Bir başkası, sabahleyin Özgür Bey çok böyle tafsilatlı bir konuşma yaptı, ben de notlar aldım. Mesela, bu kamu-özel iş birliğiyle ilgili yapılanlara dönük devleti yok ettiğimizi, zarara uğrattığımızı filan kayıt düştü, o manada şeyler. Oysa Ulaştırma Bakanımızın özel açıklamaları oldu, şunu söyledi: "Orada, yakın zamanda, çok yakın zamanda yani yap-işlet-devret modeliyle yapılan birtakım yerler var ki Bakanlığa devredilecek. Bakanlık genel bütçeden pay bile almadan Bakanlığı idare edebilecek şekle gelecek sırf oradan gelen gelirlerle." Dolayısıyla, tenkit edelim ama yani altını da böyle bir sahici kodlarla dolduralım diye özellikle not düşüyorum ben.
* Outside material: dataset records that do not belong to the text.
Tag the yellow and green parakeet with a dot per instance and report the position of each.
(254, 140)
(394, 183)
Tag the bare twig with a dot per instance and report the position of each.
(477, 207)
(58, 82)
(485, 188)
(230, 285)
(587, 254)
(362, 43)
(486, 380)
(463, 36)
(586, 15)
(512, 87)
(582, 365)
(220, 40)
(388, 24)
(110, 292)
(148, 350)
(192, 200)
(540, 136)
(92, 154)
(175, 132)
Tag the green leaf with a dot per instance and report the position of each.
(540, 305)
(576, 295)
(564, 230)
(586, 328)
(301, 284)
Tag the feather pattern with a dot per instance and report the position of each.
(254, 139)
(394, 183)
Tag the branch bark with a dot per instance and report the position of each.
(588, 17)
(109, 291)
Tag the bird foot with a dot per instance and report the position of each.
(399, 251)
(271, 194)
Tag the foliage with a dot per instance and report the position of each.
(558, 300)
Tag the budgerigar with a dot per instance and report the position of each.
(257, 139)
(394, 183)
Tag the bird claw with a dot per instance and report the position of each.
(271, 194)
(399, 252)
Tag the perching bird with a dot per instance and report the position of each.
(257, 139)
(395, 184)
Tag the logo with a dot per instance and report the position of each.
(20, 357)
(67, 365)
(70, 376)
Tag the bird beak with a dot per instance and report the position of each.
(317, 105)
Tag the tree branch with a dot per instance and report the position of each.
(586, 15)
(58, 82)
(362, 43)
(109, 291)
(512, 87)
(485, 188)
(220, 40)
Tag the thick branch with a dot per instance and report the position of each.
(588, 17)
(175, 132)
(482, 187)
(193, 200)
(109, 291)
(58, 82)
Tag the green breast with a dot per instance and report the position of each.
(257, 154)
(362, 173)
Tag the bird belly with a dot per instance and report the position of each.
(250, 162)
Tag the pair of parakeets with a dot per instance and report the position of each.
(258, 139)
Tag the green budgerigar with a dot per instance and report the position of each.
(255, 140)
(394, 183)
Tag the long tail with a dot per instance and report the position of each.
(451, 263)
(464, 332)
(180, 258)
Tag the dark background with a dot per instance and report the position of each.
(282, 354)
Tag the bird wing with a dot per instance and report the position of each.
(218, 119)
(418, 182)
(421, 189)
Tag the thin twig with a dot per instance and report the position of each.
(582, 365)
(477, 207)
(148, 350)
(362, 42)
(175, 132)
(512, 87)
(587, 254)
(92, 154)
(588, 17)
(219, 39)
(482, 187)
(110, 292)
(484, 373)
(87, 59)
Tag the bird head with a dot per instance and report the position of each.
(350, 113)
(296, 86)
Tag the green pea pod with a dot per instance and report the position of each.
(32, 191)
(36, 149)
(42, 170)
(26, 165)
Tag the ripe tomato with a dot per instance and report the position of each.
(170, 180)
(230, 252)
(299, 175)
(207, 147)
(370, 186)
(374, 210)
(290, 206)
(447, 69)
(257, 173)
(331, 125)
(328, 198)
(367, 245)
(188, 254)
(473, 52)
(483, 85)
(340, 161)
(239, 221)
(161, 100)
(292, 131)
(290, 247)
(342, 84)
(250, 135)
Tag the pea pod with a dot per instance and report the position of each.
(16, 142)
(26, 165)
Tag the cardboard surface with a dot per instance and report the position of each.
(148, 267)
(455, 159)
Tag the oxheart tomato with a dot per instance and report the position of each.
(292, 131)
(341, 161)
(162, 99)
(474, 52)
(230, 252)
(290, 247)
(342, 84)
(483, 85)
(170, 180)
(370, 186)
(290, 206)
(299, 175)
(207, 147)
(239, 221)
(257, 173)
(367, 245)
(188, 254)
Bir başkası "Efendim, kimin hapse girip çıkacağına Cumhurbaşkanı karar veriyor." Ya, bu bir bühtan arkadaşlar, böyle bir şey olabilir mi ya? Adam, Cumhurbaşkanımıza açıktan, çok aleni bir biçimde hakaret ediyor, ceza almıyor. Benim bildiklerim var arkadaşım, burada paylaşacak değilim ama bildiklerimiz var. Yani sosyal medyada ya da basın kanalıyla kalkıp bize yapılsa tahammül edemeyeceğimiz şeyler Cumhurbaşkanımıza yapılıyor. "Efendim, siyasettir. Siyasetçiyse o zaman buna katlanacak." denip ceza almıyor.
BAŞKAN CEVDET YILMAZ - Son yarım dakikanız.
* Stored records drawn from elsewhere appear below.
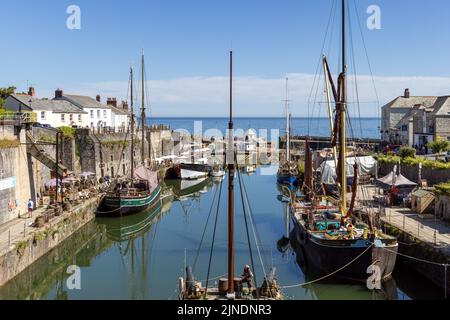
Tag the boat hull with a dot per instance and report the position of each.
(286, 179)
(329, 257)
(116, 206)
(186, 171)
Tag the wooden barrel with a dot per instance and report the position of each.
(238, 284)
(223, 285)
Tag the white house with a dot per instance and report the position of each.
(99, 115)
(120, 114)
(50, 112)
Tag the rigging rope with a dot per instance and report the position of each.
(246, 229)
(204, 229)
(214, 238)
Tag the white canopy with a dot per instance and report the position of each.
(366, 166)
(396, 180)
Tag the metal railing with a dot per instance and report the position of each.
(18, 117)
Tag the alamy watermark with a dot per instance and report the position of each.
(73, 21)
(74, 280)
(374, 19)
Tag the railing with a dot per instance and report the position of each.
(18, 117)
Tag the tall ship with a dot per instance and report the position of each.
(287, 172)
(232, 286)
(330, 238)
(141, 190)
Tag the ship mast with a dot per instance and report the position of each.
(342, 109)
(132, 123)
(231, 169)
(143, 111)
(288, 125)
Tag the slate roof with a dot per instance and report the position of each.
(402, 102)
(84, 102)
(56, 106)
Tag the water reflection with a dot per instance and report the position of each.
(142, 256)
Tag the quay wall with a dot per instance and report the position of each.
(36, 244)
(411, 246)
(15, 182)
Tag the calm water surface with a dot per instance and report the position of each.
(138, 258)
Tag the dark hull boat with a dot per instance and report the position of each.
(125, 229)
(286, 178)
(188, 171)
(348, 259)
(129, 202)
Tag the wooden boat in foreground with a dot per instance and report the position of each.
(331, 238)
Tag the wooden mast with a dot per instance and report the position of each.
(231, 169)
(143, 111)
(342, 115)
(132, 123)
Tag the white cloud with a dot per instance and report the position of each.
(258, 96)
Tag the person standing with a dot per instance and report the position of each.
(30, 206)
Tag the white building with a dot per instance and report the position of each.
(49, 112)
(99, 115)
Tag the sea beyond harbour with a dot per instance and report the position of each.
(364, 128)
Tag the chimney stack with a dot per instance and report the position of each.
(111, 102)
(31, 92)
(58, 94)
(407, 94)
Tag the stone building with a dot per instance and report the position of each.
(416, 120)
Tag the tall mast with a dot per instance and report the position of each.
(343, 107)
(288, 125)
(231, 169)
(132, 122)
(143, 111)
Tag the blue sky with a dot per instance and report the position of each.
(187, 42)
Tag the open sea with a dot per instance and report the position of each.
(360, 128)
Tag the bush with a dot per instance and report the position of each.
(407, 152)
(439, 146)
(68, 132)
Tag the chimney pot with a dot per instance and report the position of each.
(407, 94)
(111, 102)
(58, 94)
(31, 92)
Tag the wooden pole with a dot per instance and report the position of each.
(231, 169)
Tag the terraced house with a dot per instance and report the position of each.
(416, 120)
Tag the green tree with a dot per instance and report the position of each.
(4, 93)
(407, 152)
(439, 146)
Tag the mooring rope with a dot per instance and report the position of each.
(329, 275)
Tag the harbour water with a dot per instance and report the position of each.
(137, 258)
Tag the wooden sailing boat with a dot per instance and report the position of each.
(286, 173)
(229, 288)
(331, 240)
(141, 191)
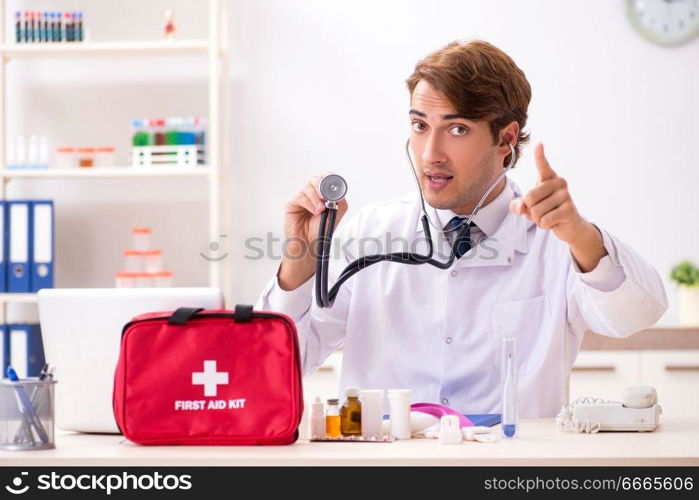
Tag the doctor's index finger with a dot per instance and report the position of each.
(542, 165)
İBRAHİM AYDEMİR (Erzurum) - Öyleyse, böyle birini derdest edip "Hapse girecek, girmeyecek." demesi gibi bir şey olabilir mi?
Bir başkası, arkadaşlar, Sezai Bey bana baktığı için hatırladım: Kürt düşmanlığı. Kim demiş Kürt düşmanlığı ya? Kürt'ün en esaslı hamisi AK PARTİ olmuştur, Sayın Cumhurbaşkanımız olmuştur. Elhamdülillah, bununla da iftihar ediyoruz. Biz insana yöneliyoruz, insana. Dahasını söyleyeyim: İnsanı da geçtik, biz eşyaya bile çok dikkatli davranırız, müteyakkız yaklaşırız çünkü biliriz ki nereye baksan Cenab-ı Hakk'ın yansıması vardır.
BAŞKAN CEVDET YILMAZ - Son cümlelerinizi alalım, süreyi aştınız.
İBRAHİM AYDEMİR (Erzurum) - Öyleyse bu neviden bir yaklaşım, evet, haksızlıktır.
Ben, Cumhurbaşkanlığı bütçemizin Allah'ın izniyle çok bereketli olacağını biliyorum. Değerli Cumhurbaşkanımız, Cumhurbaşkanı Yardımcımız şahsında bütün heyete saygı sunuyorum. Hayırlı uğurlu olsun diyorum.